Deutschland schafft sich ab: Wie wir unser Land aufs Spiel setzen

von Thilo Sarrazin
Verlag: Deutsche Verlagsanstalt [mehr Bücher von diesem Verlag zeigen]
Sparte: Sachbuch
ISBN-13 978-3-421-04430-3

Preis: 7,98 Euro bei Amazon.de [Stand: 21. November 2024]
Als im Jahr 2005 die Ergebnisse der PISA-Studie veröffentlicht wurden, war Thilo Sarrazin Finanzsenator in Berlin. Schüler der Stadtstaaten Bremen, Hamburg und Berlin hatten in der Untersuchung ihrer Schulleistungen im weltweiten Vergleich blamabel abgeschnitten. Da in Berlin nicht weniger für Bildung ausgegeben wird als in Bundesländern, die bei PISA Spitzenplätze belegten, und ein Berliner Lehrer pro Klasse weniger Schüler zu unterrichten hatte als ein Lehrer im Bundesgebiet, konnte nur die schlechte Qualität des Unterrichts Schuld an den Ergebnissen sein. "Sind Berliner Lehrer dümmer?" fragte Sarrazin darauf provokativ und öffentlichkeitswirksam. Die Leistungsunterschiede zwischen deutschen Kindern und Schülern mit Migrationshintergrund haben Sarrazin seither stets beschäftigt. Gewohnt drastisch kündigt er in "Deutschland schafft sich ab" an "Deutschland wird kleiner und dümmer" (S. 17). Wer täglich Zeitung liest, sich mit den Berichten des Neu-Köllner Bürgermeisters Buschkowsky oder dem Buch der Jugendrichterin Kirsten Heise befasst hat, erfährt auf den ersten 200 Seiten des Buches kaum etwas Neues.

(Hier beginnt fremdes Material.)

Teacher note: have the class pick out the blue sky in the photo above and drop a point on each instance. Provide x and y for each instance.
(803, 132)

Was schreibt Sarrazin konkret in den ersten vier Kapiteln, die den von ihm befürchteten Niedergang von Wirtschaft und Bildungssystem und seine Ängste vor Überfremdung dokumentieren?
- Die Pisa-Sieger Korea, Finnland und Japan haben eine homogene Bevölkerung und kaum Einwanderer; das klassiche Einwanderungsland USA schneidet in Pisa schlechter als Bremen ab, Kanada erzielt seine guten Ergebnisse bei PISA, weil es seine Einwanderer streng selektiert. Hindernisse bei der Integration müssten demnach in Deutschland in der Bevölkerungsgruppe liegen (S. 59), Leistungsunterschiede verfestigen sich stets dort, wo es traditionell ein Unterschicht gibt, wie in Großbritannien.

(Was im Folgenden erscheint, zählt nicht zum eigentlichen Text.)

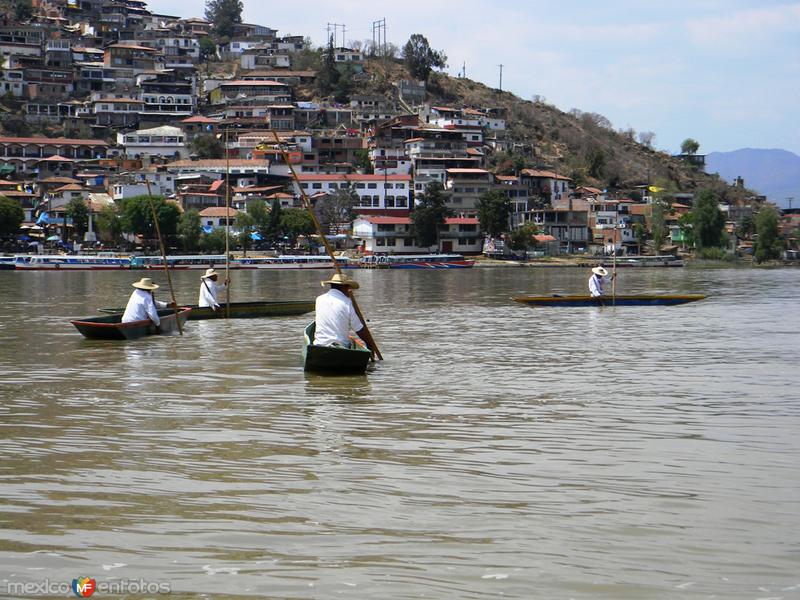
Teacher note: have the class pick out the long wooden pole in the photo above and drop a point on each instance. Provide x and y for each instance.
(227, 224)
(321, 233)
(614, 271)
(163, 253)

- Die schulischen Leistungen von Haupt- und Realschülern sind in den letzten 30 Jahren konstant gesunken (Rechtschreibung - 26%, Rechnen - 35% bei den Hauptschülern). Diese Aussagen stammen aus Firmen, die seit 30 Jahren identische Einstellungstests verwenden und werden von erfahrenen Ausbildern bestätigt. Die Bildungsfähigkeit deutscher Schüler verschlechtert sich (S. 12).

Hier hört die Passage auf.